最近研究混合栈渲染时,遇到了一个混合栈下的事件分发问题,为此看了一下flutter接入原生view后,其中的事件分发流程。为了方便后期查阅,做此记录,也希望能帮到有需要的人。

文中所讨论的原生view为: androidViewSurface ,即:hybird composition ,其次还将涉及到Flutter的启动流程 ,如果对这两者不熟悉的话,建议浏览这下面的文章:

Flutter——在Android平台上的启动流程浅析

Flutter在Android平台上启动时,Native层做了什么?

Flutter——Hybrid Composition混合图层的原理分析

平台层: Android

由启动流程可知,最先创建的 FlutterView类似于容器,其持有flutter绘制所需的surface,那么我们就由它的onTouchEvent方法看起。

其实,根据Flutter框架的定位,也可以猜到事件分发是由平台负责的。

Flutter:onTouchEvent

@Override
public boolean onTouchEvent(@NonNull MotionEvent event) {
  ...无关代码...

  return androidTouchProcessor.onTouchEvent(event);
}

这里调用了 androidTouchProcessor.onTouchEvent(event)

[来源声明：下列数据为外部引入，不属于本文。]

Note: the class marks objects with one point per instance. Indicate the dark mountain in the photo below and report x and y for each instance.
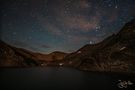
(115, 54)
(17, 57)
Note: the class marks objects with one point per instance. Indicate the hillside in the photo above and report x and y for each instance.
(115, 54)
(17, 57)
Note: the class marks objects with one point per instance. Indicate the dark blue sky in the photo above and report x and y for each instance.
(62, 25)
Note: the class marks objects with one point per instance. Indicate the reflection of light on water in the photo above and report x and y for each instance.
(124, 84)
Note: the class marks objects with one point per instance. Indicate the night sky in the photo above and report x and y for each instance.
(62, 25)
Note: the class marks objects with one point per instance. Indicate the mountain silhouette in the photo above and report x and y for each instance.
(115, 54)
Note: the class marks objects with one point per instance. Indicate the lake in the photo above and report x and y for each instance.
(59, 78)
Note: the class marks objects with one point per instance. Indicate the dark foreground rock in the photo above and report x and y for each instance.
(114, 54)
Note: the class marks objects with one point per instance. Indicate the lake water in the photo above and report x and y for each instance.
(49, 78)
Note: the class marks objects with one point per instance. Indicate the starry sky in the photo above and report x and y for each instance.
(62, 25)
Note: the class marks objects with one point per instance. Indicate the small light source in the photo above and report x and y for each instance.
(60, 64)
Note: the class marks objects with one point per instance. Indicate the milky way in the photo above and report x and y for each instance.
(62, 25)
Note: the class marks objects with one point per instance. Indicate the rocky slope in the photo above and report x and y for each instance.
(116, 53)
(17, 57)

AndroidTouchProcessor: onTouchEvent

public boolean onTouchEvent(@NonNull MotionEvent event) {
  return onTouchEvent(event, IDENTITY_TRANSFORM);
}

此方法会进一步调用同名函数:

public boolean onTouchEvent(@NonNull MotionEvent event, Matrix transformMatrix) {
  int pointerCount = event.getPointerCount();

  // Prepare a data packet of the appropriate size and order.
  // 对event进行转换和存储,并传递给flutter侧
  ByteBuffer packet =
      ByteBuffer.allocateDirect(pointerCount * POINTER_DATA_FIELD_COUNT * BYTES_PER_FIELD);
  packet.order(ByteOrder.LITTLE_ENDIAN);
    
    //...省略不少代码...
    //主要是根据event类型,并通过addPointerForIndex(...)方法对packet进行数据填充

  // 将packet发送到flutter
  renderer.dispatchPointerDataPacket(packet, packet.position());

  return true;
}

最终调用 FlutterRenderer.dispatchPointerDataPacket 进行事件的传递,我们继续看。

dispatchPointerDataPacket

这里相对比较简单,renderer的 dispatchPointerDataPacket 方法直接调用了FlutterJnidispatchPointerDataPacket方法:

//FlutterRenderer
public void dispatchPointerDataPacket(@NonNull ByteBuffer buffer, int position) {
  flutterJNI.dispatchPointerDataPacket(buffer, position);
}

//FlutterJNI

/** 这里会将pointer packet 转到对应的engine层的方法:nativeDispatchPointerDataPacket*/
@UiThread
public void dispatchPointerDataPacket(@NonNull ByteBuffer buffer, int position) {
  ensureRunningOnMainThread();
  ensureAttachedToNative();
  //调用engine层的方法
  nativeDispatchPointerDataPacket(nativeShellHolderId, buffer, position);
}

平台层的事件分发还是比较简单明了的,我们跟着事件继续往下走。

中间层: Engine

Platform Thread

通过开头的Flutter在Android平台上启动时,Native层做了什么?, 我们知道应用开始会注册一些engine的方法,具体实现在platform_view_android_jni_impl.cc :

bool RegisterApi(JNIEnv* env) {
  static const JNINativeMethod flutter_jni_methods[] = { 
    //...省略部分注册的方法
    {
        .name = "nativeDispatchPointerDataPacket", //android 侧的方法名
        .signature = "(JLjava/nio/ByteBuffer;I)V",//android 方法名的签名(参数类型)
        .fnPtr = reinterpret_cast<void*>(&DispatchPointerDataPacket),//对应engine层的方法指针
    },
    //...省略部分注册的方法
  }

当我们在android侧调用nativeDispatchPointerDataPacket方法时,会调用engine的DispatchPointerDataPacket方法,其实现如下:

static void DispatchPointerDataPacket(JNIEnv* env,
                                      jobject jcaller,
                                      jlong shell_holder,
                                      jobject buffer,
                                      jint position) {
                                      
  //通过GetDirectBufferAddress 获取到指向buffer的指针
  uint8_t* data = static_cast<uint8_t*>(env->GetDirectBufferAddress(buffer));
  
  //在通过position 最终生成一个指向packet的指针
  auto packet = std::make_unique<flutter::PointerDataPacket>(data, position);
  
  //然后将packet传递到 platform view的DispatchPointerDataPacket方法中
  ANDROID_SHELL_HOLDER->GetPlatformView()->DispatchPointerDataPacket(
      std::move(packet));
}

android端的packet通过上面的方法,传递到了platform viewDispatchPointerDataPacket 方法。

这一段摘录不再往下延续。